In light of what has been described so far, it is evident that there are all the elements to assert that Cannonau has its origins in Sardinia and not in Spain. It should be emphasized, however, that the conclusions reached in this article are based on existing data and documentation (as cited in the bibliography), and in the event that further data emerge, they will naturally need to be studied and evaluated. This also applies to Spanish notarial and sales documents (as well as Sardinian ones, partly preserved in Spain): this documentation could provide further contributions, provided that, in the presence of the term “Garnacha,” it is clarified whether it refers to white wine or red wine.
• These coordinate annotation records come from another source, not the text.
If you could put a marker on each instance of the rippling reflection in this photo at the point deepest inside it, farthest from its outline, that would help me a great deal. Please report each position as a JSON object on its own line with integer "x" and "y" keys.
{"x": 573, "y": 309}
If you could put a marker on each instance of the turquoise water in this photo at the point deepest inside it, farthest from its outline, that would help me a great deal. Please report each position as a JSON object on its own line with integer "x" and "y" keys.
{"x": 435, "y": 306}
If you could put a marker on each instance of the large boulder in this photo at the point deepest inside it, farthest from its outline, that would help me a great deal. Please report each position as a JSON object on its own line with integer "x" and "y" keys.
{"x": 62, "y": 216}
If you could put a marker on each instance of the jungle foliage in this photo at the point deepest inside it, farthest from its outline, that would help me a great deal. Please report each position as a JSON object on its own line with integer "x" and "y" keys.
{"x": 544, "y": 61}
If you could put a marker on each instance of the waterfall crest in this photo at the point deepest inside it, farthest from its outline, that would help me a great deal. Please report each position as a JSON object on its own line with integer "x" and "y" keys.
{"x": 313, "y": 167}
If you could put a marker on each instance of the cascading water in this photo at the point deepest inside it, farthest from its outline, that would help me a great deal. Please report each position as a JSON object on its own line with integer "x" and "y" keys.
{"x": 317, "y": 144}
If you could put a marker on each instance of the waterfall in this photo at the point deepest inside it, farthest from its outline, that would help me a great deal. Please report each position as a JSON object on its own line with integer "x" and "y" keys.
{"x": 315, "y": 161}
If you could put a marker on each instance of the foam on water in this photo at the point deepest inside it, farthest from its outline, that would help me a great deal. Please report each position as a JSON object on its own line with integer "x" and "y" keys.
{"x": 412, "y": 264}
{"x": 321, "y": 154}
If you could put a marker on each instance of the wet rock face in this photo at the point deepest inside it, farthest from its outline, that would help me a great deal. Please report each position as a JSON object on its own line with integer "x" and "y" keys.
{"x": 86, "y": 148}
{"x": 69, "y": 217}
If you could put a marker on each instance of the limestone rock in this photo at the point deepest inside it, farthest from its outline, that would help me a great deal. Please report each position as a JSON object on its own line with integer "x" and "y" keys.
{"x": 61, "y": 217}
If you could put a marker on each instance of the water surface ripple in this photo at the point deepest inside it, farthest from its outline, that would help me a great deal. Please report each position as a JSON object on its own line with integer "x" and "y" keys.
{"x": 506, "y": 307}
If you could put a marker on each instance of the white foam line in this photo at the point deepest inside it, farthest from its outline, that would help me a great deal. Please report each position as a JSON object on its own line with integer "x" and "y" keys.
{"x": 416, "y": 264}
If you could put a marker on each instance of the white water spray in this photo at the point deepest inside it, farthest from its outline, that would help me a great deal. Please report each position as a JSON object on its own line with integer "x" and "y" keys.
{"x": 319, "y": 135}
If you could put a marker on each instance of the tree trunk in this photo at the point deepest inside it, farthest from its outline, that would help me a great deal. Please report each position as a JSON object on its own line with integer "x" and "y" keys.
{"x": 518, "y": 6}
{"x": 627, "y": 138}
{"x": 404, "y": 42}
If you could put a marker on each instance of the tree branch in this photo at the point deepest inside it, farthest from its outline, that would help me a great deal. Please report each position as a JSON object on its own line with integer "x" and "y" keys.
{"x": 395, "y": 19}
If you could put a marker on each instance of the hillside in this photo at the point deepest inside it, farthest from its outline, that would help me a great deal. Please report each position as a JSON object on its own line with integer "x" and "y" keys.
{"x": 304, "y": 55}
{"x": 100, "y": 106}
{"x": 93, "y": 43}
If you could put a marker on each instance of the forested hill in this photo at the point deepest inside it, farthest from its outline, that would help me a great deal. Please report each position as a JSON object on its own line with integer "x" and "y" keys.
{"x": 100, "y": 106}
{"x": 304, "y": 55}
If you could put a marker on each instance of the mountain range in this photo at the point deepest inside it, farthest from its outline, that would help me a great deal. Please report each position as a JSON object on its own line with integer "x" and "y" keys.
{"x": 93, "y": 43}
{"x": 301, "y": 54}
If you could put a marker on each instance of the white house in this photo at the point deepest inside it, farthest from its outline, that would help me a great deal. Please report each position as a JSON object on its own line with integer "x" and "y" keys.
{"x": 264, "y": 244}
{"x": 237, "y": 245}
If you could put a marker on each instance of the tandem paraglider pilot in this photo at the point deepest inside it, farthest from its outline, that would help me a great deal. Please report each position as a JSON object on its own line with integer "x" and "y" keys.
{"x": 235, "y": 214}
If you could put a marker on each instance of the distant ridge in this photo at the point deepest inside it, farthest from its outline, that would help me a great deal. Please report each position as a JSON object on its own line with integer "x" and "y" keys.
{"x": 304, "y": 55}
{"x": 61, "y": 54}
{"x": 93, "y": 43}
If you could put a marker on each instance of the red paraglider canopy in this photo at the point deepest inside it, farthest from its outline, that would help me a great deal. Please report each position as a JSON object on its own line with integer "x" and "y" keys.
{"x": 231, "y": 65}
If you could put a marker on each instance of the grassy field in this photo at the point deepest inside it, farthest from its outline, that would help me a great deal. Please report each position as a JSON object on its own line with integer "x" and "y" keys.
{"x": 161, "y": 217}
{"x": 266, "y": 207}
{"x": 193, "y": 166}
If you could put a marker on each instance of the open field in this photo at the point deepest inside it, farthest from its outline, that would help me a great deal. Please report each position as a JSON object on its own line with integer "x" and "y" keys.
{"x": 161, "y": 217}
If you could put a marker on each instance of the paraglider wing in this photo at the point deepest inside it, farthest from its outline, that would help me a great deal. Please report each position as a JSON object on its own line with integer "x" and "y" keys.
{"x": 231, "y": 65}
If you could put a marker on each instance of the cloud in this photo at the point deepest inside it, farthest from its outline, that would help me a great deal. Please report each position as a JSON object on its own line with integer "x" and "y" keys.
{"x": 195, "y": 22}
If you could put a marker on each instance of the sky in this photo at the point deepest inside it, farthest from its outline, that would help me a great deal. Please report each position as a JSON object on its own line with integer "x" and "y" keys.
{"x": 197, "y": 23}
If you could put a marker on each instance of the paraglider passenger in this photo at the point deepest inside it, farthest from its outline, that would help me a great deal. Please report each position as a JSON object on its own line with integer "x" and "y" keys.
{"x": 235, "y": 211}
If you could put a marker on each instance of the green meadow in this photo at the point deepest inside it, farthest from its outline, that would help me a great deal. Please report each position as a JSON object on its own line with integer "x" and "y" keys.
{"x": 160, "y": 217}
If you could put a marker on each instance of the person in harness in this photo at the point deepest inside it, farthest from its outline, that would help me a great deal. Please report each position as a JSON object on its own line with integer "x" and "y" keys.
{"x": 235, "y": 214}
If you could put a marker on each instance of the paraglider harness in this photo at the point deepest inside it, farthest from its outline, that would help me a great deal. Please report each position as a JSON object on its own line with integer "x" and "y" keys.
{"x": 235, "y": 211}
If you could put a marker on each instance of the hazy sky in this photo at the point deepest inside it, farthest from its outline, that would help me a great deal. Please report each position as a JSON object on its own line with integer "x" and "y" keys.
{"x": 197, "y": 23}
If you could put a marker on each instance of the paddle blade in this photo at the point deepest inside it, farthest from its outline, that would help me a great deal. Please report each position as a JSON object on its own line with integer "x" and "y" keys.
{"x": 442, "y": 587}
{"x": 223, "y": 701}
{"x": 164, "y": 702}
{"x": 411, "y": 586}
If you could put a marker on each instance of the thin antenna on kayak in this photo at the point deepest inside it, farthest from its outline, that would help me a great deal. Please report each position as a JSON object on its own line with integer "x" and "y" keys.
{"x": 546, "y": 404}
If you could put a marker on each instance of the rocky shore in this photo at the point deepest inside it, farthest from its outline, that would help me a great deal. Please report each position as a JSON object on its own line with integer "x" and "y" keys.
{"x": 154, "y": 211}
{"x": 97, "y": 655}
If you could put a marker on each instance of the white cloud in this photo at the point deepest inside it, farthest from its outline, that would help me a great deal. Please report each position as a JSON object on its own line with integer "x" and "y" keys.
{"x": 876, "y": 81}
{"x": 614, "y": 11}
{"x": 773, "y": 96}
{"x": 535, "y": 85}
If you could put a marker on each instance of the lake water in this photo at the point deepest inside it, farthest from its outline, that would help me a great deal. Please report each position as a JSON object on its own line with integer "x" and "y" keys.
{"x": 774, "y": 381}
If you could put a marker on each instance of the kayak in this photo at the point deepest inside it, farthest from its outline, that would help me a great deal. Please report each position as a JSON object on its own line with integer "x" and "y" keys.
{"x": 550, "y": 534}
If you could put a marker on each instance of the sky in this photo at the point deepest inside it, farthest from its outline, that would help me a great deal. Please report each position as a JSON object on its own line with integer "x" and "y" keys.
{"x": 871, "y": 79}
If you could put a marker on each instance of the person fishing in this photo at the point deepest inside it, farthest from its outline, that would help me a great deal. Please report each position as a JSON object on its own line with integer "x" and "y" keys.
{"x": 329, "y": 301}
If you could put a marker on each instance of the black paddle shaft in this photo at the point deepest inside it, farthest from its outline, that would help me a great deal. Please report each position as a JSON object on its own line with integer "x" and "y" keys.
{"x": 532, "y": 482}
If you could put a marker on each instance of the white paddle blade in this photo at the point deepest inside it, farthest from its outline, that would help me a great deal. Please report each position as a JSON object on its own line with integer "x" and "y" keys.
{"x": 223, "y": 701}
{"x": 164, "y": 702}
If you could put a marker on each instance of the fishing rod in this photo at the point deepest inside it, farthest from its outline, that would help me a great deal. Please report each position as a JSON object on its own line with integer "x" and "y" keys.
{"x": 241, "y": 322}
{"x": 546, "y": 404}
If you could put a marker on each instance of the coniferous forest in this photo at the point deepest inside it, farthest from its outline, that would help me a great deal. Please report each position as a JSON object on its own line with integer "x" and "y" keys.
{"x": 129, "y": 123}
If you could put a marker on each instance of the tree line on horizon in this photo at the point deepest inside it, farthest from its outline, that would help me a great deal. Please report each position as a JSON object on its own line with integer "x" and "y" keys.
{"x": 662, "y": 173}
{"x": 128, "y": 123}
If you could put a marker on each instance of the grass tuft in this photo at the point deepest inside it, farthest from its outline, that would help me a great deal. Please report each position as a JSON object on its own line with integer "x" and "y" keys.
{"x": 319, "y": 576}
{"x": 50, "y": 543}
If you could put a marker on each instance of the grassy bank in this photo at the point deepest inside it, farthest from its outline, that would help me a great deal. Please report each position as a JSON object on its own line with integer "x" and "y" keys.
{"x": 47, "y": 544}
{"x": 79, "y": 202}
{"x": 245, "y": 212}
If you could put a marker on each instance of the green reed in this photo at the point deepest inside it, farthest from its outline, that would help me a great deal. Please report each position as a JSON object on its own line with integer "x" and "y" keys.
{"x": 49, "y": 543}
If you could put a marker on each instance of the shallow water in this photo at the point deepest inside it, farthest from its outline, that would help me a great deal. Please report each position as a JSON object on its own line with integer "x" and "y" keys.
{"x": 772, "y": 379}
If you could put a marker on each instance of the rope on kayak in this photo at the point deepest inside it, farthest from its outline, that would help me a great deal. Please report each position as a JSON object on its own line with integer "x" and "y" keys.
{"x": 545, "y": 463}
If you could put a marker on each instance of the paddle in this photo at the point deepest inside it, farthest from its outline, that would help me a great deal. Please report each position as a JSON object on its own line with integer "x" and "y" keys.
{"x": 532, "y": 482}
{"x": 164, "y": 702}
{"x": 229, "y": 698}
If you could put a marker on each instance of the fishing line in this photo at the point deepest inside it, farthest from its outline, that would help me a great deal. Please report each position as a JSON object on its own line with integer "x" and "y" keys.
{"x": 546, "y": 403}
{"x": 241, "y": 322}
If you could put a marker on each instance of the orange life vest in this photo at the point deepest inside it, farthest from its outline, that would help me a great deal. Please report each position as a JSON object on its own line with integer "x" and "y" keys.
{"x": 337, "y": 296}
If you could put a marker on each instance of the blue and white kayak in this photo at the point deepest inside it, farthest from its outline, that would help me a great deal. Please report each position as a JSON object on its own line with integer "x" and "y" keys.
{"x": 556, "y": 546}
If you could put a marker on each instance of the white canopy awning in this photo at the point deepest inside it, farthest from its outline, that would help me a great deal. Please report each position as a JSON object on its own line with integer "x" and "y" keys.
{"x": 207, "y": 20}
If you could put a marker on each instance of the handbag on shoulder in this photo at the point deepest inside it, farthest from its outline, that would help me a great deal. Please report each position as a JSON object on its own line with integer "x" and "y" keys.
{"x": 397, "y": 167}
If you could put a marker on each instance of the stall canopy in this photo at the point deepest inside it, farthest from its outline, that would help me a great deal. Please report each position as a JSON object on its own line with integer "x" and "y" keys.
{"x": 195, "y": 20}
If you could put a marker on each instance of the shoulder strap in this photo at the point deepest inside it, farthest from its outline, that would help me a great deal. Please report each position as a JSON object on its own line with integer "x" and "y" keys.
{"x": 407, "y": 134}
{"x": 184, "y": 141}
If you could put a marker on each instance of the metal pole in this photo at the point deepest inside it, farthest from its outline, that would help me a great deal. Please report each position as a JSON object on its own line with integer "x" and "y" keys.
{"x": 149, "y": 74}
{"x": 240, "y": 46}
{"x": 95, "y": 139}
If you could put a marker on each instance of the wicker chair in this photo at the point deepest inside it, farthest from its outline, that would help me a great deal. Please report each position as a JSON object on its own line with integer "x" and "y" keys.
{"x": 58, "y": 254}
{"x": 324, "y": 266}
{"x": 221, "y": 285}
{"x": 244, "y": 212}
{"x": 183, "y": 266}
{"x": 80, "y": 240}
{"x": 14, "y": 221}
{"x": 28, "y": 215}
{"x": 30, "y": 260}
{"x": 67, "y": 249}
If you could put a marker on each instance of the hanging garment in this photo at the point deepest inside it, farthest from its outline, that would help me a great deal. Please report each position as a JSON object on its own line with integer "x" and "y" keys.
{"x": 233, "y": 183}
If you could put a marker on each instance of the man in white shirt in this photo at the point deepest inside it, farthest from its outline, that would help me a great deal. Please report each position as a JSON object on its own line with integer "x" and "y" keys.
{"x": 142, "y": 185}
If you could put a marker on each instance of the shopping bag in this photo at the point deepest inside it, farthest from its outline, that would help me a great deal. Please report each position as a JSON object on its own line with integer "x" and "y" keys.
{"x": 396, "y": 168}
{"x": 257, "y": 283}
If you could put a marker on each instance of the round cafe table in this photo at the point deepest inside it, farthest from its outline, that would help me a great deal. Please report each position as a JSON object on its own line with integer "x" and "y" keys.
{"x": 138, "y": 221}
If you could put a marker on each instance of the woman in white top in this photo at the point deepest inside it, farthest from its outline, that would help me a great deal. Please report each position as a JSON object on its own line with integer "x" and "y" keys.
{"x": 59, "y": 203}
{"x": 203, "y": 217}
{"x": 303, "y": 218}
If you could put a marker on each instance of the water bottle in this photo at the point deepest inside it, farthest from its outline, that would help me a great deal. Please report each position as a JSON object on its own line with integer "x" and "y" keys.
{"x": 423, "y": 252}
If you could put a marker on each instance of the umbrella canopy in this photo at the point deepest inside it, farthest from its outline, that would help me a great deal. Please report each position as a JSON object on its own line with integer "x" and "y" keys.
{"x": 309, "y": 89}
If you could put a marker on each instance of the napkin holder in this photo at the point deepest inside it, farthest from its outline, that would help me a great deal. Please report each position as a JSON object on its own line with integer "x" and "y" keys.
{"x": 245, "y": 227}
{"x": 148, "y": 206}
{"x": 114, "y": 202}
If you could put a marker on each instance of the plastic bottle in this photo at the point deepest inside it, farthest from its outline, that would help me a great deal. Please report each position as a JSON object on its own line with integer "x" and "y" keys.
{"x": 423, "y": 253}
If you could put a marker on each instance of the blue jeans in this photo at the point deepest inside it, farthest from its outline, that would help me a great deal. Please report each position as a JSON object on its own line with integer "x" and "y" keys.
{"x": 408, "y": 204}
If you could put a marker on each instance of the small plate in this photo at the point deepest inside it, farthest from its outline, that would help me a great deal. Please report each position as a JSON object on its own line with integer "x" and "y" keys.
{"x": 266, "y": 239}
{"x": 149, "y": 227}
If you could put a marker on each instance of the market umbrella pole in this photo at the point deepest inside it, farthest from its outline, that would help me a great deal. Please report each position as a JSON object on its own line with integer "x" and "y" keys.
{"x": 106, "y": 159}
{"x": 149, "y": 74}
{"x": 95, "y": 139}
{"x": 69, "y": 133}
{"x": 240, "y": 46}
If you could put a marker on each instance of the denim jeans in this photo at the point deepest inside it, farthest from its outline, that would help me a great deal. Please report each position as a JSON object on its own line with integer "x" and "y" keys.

However, some considerations can certainly be made:
- Garnacha comes from Vernaccia, a name of clear Italian origin: for many scholars, Spanish and non-Spanish, it is a clear indication of the foreign origin of the grape variety;
- There is no Canonazo grape from Seville, from which many claim Cannonau derives. As things stand, since no Spanish author mentions it, we must deduce that it is an invented grape variety, a result of a printing error present in Rovasenda’s work, which a series of unfortunate citations has used to attribute a Spanish origin to Cannonau;
- Spanish historical and literary sources indicate that Garnacha, until the 17th century, was a white wine in Spain;
- The first mention of Cannonau in Sardinia dates back to 1549. The first mention of the word “g(u)arnacha” is from 1613 (Cervantes), but it refers to white wine. The first mention of Garnacha (red wine) in Spain is from a dictionary from 1734. In other words, the earliest references to the production of red Garnacha wine date back to 1734. References to the production of Cannonau wine in Sardinia date back about 200 years earlier (notary Bernardino Coni);
- Two Spanish ampelographers and two agronomists inform us that the red Garnacha grape, little known in Aragon, was only spread after the arrival of powdery mildew. These pieces of information, although confirmed by experts, seem to be contradicted by what is written in the Spanish dictionary from 1734, which mentions Garnacha as a red grape that produces good wine, as well as by Rojas in 1807. Both pieces of information could be true: that is, in the 18th century, Cannonau-Garnacha emerges in the history of Spanish wine production, and in the following century, it gains considerable importance, so much so that it is spread throughout Spain for its resistance to powdery mildew.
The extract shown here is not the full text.